Bigger Brains in Human Ancestors

Researchers discover a 1.2 million-year-old female pelvis that holds the key to brain evolution

H. Erectus pelvis, reconstructed

It's wider than those previously known and suggests to researchers that human ancestors had larger brains than commonly believed.Scott W. Simpson, Western Reserve University

Researchers reveal that a 1.2 million-year-old female pelvis they found in Ethiopia in 2001 suggests our predecessors were larger-brained than previously thought

The story of evolution got bigger last week when researchers revealed in the journal Science that they had discovered a wide-hipped pelvis, suggesting our ancestors were larger-brained than formerly thought. The first of its kind, the 1.2 million-year-old, near-complete female pelvis is from the now-extinct Homo erectus species, believed to be our first human-like relative to leave Africa.

Previously, researchers postulated_ H. erectus_ females had narrower hips, consequently making it harder for them to give birth to larger-brained babies. Scientists believed this explained how humans evolved to have long childhoods since smaller-brain children would be more dependent on their mother. But this assumption was mainly based on the small pelvis dimensions of "Turkana Boy," a 1.5 million-year-old, tall young male of the same species found in Kenya in 1984. Believed to be more than 6 feet tall, Turkana Boy led scientists to theorize that early humans were taller and narrower-hipped to help them maintain a constant body temperature while running long distances in hot climates.

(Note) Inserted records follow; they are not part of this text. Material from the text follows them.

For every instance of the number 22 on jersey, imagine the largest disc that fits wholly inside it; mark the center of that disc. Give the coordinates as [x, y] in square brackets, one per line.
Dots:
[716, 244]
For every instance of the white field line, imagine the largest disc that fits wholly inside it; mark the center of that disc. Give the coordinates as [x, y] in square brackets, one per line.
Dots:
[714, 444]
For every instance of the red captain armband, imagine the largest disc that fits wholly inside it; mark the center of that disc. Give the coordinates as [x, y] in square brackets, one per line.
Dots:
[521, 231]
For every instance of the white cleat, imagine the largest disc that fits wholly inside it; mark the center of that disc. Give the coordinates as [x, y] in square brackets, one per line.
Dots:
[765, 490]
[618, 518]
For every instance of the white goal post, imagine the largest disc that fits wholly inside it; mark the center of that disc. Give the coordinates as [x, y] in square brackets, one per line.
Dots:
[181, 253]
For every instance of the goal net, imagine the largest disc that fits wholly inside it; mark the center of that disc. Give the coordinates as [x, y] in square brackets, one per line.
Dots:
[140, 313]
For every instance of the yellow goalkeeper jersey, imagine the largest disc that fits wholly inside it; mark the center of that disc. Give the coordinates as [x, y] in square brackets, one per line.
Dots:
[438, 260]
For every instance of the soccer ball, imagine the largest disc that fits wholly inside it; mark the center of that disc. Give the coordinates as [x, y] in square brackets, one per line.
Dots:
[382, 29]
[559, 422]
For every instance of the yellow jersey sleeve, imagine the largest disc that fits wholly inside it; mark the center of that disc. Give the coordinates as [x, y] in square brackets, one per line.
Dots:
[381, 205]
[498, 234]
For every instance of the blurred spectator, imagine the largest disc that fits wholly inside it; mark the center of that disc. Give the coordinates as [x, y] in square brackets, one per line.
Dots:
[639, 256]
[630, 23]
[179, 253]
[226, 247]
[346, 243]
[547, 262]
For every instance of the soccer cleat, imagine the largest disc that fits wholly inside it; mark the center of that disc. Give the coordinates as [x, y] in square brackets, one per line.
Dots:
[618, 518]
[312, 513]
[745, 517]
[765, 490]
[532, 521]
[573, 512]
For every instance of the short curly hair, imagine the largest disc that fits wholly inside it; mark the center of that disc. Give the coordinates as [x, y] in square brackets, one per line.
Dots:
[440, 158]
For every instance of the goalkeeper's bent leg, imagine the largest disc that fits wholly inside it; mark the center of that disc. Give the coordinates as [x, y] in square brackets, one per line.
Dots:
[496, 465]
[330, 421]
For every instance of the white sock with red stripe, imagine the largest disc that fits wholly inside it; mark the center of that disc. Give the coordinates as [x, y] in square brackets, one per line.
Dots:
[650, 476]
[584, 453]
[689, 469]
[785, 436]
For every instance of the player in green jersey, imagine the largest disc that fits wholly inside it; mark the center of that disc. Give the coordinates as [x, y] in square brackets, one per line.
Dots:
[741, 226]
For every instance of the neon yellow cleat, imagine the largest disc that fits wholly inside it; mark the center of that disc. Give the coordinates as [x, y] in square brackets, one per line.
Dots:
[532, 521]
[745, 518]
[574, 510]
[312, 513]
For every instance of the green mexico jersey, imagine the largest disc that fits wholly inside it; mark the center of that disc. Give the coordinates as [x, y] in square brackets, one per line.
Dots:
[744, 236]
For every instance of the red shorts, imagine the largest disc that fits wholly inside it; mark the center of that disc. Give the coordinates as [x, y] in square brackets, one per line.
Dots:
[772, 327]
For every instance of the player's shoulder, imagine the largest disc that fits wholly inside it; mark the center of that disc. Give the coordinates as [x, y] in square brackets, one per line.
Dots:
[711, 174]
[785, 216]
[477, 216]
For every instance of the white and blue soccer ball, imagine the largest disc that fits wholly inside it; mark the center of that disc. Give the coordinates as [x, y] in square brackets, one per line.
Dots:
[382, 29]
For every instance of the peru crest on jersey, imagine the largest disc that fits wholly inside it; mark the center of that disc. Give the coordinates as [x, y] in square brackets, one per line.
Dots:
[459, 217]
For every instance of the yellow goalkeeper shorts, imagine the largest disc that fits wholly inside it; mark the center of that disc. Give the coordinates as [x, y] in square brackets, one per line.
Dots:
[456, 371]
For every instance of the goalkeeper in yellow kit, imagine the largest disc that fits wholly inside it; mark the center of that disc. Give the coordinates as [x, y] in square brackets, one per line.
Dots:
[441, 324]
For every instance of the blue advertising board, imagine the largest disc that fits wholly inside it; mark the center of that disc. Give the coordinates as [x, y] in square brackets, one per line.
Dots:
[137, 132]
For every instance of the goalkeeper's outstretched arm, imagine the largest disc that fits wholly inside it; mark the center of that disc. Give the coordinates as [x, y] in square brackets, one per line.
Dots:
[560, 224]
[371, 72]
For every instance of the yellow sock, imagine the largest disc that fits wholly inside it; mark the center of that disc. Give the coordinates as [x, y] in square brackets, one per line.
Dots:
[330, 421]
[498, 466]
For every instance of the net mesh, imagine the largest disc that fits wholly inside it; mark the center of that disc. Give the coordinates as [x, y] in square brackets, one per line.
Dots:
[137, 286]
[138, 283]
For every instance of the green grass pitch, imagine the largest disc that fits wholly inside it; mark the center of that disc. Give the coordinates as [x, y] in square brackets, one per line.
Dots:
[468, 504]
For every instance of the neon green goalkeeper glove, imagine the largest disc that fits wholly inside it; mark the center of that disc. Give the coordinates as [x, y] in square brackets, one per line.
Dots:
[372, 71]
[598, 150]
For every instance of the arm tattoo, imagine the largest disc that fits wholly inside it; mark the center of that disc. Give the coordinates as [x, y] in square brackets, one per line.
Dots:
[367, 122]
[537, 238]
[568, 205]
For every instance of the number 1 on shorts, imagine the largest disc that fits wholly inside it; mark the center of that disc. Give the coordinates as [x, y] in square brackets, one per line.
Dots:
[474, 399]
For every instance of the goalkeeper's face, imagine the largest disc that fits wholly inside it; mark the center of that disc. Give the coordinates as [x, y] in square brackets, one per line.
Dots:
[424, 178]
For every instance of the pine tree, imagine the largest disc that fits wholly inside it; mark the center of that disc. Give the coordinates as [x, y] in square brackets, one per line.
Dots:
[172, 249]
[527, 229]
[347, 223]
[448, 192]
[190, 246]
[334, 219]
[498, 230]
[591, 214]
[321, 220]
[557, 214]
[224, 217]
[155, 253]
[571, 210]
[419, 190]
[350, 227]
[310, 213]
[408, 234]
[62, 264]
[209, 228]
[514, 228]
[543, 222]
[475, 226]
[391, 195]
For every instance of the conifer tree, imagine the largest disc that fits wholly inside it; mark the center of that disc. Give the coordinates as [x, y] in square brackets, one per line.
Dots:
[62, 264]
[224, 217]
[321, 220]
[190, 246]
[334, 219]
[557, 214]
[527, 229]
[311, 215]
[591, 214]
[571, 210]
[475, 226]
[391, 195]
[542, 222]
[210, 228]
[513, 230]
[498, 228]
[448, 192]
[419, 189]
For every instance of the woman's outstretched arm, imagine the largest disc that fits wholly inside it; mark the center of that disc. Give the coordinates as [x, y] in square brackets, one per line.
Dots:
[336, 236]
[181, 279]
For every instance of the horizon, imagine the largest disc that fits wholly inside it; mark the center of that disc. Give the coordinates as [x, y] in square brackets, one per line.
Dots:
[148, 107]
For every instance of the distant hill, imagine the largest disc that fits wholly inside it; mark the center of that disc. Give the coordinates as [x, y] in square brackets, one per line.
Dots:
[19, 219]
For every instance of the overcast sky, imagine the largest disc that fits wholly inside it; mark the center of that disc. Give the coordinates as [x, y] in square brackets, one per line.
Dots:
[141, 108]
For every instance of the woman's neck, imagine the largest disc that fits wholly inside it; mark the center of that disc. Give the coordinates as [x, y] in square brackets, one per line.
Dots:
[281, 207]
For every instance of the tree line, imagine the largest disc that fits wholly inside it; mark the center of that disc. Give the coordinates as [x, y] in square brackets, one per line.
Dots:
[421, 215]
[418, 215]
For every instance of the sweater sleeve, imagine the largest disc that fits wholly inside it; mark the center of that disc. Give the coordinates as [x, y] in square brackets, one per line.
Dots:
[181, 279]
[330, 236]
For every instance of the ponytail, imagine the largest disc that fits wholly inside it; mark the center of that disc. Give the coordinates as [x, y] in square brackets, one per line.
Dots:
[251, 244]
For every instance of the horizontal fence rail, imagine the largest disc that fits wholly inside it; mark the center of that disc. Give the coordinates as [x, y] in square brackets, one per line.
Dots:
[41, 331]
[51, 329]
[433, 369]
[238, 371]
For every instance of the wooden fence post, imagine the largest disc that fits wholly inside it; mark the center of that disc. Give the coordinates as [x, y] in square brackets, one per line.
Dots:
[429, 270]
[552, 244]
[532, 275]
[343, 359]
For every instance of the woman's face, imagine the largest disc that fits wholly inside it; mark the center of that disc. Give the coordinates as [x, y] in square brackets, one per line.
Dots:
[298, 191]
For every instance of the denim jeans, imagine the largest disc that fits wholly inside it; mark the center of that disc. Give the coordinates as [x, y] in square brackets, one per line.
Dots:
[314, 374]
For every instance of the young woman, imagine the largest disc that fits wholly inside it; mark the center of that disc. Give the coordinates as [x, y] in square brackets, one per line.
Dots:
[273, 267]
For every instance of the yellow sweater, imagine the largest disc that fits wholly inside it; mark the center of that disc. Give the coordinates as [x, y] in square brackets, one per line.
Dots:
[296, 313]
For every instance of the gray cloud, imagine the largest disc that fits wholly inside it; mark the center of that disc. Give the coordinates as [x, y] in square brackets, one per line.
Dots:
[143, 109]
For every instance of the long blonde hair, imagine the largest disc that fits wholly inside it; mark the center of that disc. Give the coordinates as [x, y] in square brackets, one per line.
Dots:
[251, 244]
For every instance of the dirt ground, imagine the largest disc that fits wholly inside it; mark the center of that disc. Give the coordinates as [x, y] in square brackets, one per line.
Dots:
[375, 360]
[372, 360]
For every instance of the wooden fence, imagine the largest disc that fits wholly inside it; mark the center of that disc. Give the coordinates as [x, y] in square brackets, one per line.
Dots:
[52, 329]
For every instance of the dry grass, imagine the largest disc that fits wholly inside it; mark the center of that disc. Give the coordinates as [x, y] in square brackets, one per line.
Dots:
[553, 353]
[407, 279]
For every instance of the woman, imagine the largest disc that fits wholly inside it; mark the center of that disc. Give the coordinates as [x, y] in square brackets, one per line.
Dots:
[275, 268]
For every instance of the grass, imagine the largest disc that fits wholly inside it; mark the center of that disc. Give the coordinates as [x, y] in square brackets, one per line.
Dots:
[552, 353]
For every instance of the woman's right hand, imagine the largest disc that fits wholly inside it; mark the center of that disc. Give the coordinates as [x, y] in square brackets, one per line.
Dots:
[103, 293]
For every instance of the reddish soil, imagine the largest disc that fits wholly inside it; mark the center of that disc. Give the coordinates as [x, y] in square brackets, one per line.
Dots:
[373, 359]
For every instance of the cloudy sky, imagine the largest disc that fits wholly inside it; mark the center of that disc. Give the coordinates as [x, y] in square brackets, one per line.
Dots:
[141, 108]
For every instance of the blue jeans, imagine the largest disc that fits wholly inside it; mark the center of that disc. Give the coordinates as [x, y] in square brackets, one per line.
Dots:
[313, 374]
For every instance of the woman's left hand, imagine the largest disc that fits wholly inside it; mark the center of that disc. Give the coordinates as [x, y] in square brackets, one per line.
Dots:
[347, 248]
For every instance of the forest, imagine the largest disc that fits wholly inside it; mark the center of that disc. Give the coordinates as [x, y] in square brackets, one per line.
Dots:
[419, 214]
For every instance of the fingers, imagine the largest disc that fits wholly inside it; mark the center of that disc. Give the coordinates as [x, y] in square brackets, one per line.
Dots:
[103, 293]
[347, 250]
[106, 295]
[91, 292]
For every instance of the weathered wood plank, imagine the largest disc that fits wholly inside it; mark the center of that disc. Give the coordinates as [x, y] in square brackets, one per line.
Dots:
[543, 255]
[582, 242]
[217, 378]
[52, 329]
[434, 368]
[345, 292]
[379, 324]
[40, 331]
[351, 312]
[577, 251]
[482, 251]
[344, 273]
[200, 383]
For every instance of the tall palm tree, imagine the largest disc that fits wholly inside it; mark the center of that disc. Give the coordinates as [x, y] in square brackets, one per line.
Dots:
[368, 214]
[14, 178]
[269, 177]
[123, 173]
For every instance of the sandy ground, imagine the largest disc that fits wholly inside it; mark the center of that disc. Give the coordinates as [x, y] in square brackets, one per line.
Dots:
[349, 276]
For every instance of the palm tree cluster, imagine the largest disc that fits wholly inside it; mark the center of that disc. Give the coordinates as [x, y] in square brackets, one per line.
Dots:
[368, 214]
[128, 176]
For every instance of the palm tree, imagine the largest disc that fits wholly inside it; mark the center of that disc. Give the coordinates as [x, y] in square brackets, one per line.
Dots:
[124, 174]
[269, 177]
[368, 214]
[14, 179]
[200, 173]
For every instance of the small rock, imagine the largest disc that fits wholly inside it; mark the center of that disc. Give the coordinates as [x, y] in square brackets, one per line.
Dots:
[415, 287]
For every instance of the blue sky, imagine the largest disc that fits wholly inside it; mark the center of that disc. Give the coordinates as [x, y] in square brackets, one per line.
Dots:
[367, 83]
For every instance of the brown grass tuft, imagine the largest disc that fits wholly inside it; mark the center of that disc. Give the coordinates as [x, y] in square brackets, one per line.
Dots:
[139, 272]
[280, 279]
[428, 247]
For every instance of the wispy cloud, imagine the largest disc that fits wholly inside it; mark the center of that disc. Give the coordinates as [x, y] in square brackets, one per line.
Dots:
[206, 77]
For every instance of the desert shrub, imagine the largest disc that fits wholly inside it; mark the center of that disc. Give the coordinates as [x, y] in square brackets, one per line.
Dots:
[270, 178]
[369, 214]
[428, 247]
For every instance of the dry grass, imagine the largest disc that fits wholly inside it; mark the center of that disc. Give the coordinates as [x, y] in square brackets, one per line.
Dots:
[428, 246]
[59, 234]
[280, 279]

The latest discovery, however, of a female pelvis found near Gona in northern Ethiopia challenges earlier notions of our ancestors. The researchers found that the birth canal of the pelvis, which belonged to a 4 feet 5 inches tall H. erectus woman in her 20s, was more than 30 percent larger than earlier estimates. The woman's hips were even proportionally wider than those of modern humans, suggesting that the larger brain size of a H. erectus child made him less dependent on his mother than a modern day baby. This adaptation would have been useful for survival in the African savannah where the H. erectus lived. While the discovery has raised a lot questions, it could help give scientists greater insight into when humans developed larger birth canals in our evolutionary history.